For many North Carolinians, life is most meaningful when sharing it with someone special. As such, if you have a husband or wife, you likely appreciate the love, affection, companionship and support that person provides. Sadly, if your loved one sustains a serious injury, your life may never be the same again.
In the Tar Heel State, you can pursue compensation from the person who caused your loved one to suffer a serious injury or die. That is, if someone’s negligent or intentional conduct injured the person you most love, you may be able to proceed with a loss of consortium claim.

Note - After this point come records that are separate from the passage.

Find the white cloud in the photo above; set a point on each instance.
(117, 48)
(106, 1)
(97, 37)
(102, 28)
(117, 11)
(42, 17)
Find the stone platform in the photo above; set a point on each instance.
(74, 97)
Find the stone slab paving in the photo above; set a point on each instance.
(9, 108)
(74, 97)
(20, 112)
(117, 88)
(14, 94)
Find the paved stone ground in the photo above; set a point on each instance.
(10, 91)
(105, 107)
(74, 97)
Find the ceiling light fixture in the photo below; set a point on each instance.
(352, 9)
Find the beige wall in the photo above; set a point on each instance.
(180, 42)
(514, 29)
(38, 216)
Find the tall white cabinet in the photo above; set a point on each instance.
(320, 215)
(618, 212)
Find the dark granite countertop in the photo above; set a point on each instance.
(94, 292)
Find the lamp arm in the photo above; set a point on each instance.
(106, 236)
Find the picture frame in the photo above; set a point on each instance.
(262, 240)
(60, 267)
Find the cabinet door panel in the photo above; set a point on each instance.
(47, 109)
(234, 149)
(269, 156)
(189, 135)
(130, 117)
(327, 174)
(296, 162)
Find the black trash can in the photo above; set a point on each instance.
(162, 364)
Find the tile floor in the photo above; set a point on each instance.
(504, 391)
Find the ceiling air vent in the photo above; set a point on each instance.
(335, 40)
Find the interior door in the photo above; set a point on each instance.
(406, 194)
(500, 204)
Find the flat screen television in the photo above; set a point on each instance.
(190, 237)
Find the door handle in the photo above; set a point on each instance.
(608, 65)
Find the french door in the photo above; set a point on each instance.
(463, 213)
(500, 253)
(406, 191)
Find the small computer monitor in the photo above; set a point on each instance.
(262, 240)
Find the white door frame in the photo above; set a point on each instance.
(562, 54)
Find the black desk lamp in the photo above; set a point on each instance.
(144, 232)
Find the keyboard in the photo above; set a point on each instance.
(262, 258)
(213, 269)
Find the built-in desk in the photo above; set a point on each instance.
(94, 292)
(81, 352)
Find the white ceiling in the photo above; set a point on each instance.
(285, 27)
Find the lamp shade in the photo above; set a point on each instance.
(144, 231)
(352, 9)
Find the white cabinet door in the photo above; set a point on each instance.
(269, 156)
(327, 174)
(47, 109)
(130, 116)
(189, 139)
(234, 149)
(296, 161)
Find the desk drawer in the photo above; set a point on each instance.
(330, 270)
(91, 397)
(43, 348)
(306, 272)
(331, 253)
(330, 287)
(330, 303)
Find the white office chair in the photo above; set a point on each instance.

Understanding loss of consortium
A car crash, slip and fall, construction accident, dog bite or another type of mishap may leave your spouse with physical and emotional injuries. These injuries may greatly reduce your partner’s ability to provide friendship, love or companionship to you. While money is not likely to make you feel whole again, North Carolina law allows you to file a legal claim.
Even though it may be difficult to calculate, your spouse’s affection has a monetary value. With a loss of consortium claim, though, you can pursue more than just compensation for lost love and affection. You may also seek payments for the monetary support your loved one would have provided had the injury not occurred. Furthermore, you may be able to receive compensation for the nonmonetary support your spouse provides, such as completing household chores or offering child care.
You do not have forever to file a loss of consortium claim in North Carolina. Therefore, you must act quickly to assert your legal rights. How long you have to pursue a loss of consortium claim, however, depends on the statute of limitations for the underlying injury. If your loved one sustained a personal injury, you probably have three years to bring a cause of action.